O
homem selvagem, quando acabou de comer, está em paz com toda a natureza, e é
amigo de todos os seus semelhantes. Se, algumas vezes, tem de disputar o seu
alimento, não chega nunca ao
extremo sem ter antes comparado a dificuldade de vencer com a de encontrar
noutro lugar a sua subsistência; e, como o orgulho não se mistura ao combate,
ele termina por alguns socos. O vencedor come e o vencido vai procurar fortuna
noutra parte, e tudo está pacificado. Mas, no homem da sociedade, é tudo bem
diferente; trata-se, primeiramente, de prover ao necessário, depois, ao
supérfluo. Em seguida, vêm as delícias, depois as imensas riquezas, e depois
súditos e escravos. Não há um momento de descanso. O que há de mais original é
que, quanto menos as necessidades são naturais e prementes, tanto mais as paixões
aumentam, e o que é pior, o poder de as satisfazer. De sorte que, após longas
prosperidades, depois de haver devorado muitos tesouros e desolado muitos
homens, o meu herói acabará por tudo arruinar, até que seja o único senhor do
universo. Tal é, abreviadamente, o quadro moral, senão da vida humana, pelo
menos das pretensões secretas do coração de todo homem civilizado.

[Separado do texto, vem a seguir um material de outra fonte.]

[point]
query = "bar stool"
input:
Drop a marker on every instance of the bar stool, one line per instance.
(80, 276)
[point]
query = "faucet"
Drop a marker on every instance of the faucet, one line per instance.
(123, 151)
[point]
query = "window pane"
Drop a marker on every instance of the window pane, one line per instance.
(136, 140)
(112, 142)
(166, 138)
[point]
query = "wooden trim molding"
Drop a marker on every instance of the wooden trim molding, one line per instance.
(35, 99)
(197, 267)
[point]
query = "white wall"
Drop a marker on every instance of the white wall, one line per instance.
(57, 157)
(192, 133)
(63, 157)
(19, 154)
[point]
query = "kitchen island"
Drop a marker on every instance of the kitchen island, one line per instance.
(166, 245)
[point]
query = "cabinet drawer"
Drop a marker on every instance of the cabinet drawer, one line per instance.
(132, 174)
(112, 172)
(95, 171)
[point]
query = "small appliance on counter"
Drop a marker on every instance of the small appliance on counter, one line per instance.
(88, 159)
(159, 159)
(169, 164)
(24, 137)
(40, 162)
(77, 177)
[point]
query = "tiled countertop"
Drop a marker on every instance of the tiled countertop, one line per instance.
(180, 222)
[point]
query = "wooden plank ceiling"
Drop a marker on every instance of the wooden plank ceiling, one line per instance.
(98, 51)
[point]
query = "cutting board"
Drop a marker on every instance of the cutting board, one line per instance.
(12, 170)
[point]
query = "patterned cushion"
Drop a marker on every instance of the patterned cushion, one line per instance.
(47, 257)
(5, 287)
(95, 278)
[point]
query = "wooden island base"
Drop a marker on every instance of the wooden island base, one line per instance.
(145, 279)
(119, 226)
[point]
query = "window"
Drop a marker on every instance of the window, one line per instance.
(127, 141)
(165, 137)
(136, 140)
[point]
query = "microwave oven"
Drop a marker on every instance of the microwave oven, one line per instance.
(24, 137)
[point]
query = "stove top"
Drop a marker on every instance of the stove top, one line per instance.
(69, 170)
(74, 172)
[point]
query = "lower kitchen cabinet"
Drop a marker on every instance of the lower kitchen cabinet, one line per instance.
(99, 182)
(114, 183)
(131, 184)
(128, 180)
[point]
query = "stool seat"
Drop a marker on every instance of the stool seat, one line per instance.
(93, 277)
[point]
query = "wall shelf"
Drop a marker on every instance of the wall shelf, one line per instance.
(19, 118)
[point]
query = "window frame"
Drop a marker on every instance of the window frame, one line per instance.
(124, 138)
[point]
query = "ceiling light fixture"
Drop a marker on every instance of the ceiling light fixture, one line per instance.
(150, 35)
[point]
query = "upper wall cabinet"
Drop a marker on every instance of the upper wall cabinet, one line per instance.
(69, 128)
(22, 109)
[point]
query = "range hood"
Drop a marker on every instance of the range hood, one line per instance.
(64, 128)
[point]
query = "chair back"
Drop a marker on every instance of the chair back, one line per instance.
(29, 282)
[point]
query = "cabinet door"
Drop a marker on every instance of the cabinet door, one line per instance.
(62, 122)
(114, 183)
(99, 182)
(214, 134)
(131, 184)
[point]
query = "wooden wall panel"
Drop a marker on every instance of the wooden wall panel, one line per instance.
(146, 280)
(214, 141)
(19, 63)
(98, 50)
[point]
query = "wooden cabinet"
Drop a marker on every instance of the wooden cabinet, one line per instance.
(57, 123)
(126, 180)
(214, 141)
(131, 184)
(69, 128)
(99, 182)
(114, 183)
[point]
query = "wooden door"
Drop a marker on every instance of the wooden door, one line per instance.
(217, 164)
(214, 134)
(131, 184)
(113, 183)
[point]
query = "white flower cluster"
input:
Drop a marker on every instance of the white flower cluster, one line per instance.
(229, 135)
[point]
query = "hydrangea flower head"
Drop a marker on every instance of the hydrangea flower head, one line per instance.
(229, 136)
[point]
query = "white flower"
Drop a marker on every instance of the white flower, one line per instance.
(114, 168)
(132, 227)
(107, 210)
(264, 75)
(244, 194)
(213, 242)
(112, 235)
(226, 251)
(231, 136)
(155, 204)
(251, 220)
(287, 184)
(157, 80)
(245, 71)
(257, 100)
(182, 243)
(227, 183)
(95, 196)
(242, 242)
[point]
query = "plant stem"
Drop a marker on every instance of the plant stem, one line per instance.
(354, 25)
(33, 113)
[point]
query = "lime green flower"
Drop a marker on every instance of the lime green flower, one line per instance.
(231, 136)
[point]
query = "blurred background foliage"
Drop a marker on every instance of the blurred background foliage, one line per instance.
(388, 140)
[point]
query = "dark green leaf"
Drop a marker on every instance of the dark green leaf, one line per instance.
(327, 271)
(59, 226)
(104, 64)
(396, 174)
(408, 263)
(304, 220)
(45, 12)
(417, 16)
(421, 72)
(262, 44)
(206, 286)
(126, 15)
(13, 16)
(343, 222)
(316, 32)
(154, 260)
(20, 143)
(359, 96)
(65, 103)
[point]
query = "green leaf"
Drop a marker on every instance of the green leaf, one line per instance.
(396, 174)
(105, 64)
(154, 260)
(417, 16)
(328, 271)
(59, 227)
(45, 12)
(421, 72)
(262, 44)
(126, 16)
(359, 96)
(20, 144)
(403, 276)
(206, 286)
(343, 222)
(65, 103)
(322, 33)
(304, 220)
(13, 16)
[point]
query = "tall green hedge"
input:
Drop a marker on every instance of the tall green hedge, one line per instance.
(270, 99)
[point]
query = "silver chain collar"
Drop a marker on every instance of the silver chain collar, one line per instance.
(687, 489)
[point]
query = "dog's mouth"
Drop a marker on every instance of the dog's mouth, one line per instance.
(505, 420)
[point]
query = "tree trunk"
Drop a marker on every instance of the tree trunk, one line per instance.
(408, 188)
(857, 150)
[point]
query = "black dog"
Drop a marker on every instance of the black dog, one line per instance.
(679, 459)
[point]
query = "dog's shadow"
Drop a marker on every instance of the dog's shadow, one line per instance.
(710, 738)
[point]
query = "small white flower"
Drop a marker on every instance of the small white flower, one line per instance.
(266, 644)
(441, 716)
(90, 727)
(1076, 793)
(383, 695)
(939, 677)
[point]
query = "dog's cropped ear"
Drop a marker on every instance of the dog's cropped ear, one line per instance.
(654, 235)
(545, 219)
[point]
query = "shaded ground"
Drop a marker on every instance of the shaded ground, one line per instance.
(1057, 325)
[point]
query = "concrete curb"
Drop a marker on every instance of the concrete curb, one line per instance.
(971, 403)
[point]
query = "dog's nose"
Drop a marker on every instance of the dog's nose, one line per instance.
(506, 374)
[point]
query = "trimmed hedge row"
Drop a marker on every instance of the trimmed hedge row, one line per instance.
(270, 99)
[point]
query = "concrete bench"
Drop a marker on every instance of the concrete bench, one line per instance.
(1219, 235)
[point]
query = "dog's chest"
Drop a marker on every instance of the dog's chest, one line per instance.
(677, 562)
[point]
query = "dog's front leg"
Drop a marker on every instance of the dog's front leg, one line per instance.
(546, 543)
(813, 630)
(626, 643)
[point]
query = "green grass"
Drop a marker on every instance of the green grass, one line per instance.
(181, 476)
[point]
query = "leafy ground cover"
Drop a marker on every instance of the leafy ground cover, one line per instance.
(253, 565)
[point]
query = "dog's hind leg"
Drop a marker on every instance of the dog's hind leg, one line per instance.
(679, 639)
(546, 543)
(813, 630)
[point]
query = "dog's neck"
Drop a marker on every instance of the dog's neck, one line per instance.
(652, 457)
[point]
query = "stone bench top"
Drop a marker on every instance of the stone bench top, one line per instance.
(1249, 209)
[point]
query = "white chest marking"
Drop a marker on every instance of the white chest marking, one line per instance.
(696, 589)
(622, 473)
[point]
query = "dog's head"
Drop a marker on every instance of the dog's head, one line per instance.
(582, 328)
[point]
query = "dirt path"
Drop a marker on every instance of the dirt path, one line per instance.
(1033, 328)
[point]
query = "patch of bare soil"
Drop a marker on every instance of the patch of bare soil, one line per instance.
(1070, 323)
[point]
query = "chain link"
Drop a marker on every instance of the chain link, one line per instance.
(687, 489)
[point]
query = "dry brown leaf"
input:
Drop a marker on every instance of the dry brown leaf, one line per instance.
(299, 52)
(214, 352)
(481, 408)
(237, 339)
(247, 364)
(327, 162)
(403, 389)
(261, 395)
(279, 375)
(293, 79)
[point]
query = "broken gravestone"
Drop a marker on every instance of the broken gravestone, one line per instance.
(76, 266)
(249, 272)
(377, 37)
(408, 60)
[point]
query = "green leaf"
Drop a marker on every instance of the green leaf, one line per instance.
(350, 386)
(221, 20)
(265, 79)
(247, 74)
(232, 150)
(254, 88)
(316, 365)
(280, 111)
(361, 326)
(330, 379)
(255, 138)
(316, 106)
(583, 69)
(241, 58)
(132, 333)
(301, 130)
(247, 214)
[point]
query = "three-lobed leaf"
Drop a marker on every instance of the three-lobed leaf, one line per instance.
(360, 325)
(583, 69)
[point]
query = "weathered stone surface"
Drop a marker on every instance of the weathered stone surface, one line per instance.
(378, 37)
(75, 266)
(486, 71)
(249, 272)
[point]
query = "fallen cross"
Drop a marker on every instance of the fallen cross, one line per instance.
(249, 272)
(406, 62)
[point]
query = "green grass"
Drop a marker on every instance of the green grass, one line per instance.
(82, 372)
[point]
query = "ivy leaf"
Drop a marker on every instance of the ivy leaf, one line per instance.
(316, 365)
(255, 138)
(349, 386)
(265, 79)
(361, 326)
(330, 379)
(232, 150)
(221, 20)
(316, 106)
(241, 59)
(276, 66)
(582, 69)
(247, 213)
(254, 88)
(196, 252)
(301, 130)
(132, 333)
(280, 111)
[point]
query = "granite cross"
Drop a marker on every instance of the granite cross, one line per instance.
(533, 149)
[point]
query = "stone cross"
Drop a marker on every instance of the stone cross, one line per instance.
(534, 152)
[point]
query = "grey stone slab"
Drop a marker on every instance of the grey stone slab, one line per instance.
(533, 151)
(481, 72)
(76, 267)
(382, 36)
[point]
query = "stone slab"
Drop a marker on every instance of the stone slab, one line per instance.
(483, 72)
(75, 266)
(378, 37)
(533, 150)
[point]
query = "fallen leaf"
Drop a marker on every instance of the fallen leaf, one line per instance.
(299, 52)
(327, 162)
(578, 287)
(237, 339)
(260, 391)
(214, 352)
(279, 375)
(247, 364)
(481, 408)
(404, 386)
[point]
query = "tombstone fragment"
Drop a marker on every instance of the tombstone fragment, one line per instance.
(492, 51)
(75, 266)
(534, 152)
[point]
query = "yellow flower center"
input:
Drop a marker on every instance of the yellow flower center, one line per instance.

Comparai, sem preconceitos, o estado do
homem civilizado com o do homem selvagem, e investigai, se o puderdes, como
além da sua maldade, das suas necessidades e das suas misérias, o primeiro
abriu novas portas à miséria e à morte. Se considerardes os sofrimentos do
espírito que nos consomem, as paixões violentas que nos esgotam e nos desolam,
os trabalhos excessivos de que os pobres estão sobrecarregados, a moleza ainda
mais perigosa à qual os ricos se abandonam, uns morrendo de necessidades e
outros de excessos; se pensardes nas monstruosas misturas de alimentos, na sua
perniciosa condimentação, nos alimentos corrompidos, nas drogas falsificadas,
nas velhacarias dos que as vendem, nos erros daqueles que as administram, no
veneno do vasilhame no qual são preparadas; se prestardes atenção nas moléstias
epidêmicas oriundas da falta de ar entre multidões de seres humanos reunidos,
nas que ocasionam a nossa maneira delicada do viver, as passagens alternadas
das nossas casas para o ar livre, o uso de roupas vestidas ou despidas sem
precauções, e todos os cuidados que a nossa sensualidade excessiva transformou
em hábitos necessários, e cuja negligência ou privação nos custa imediatamente
a vida ou a saúde; se puserdes em linha de conta os incêndios e os tremores de
terra que, consumindo ou derrubando cidades inteiras, fazem morrer os
habitantes aos milhares; em uma palavra, se reunirdes os perigos que todas
essas causas acumulam continuamente sobre as nossas cabeças, sentireis como a
natureza nos faz pagar caro o desprezo que temos dado às suas lições.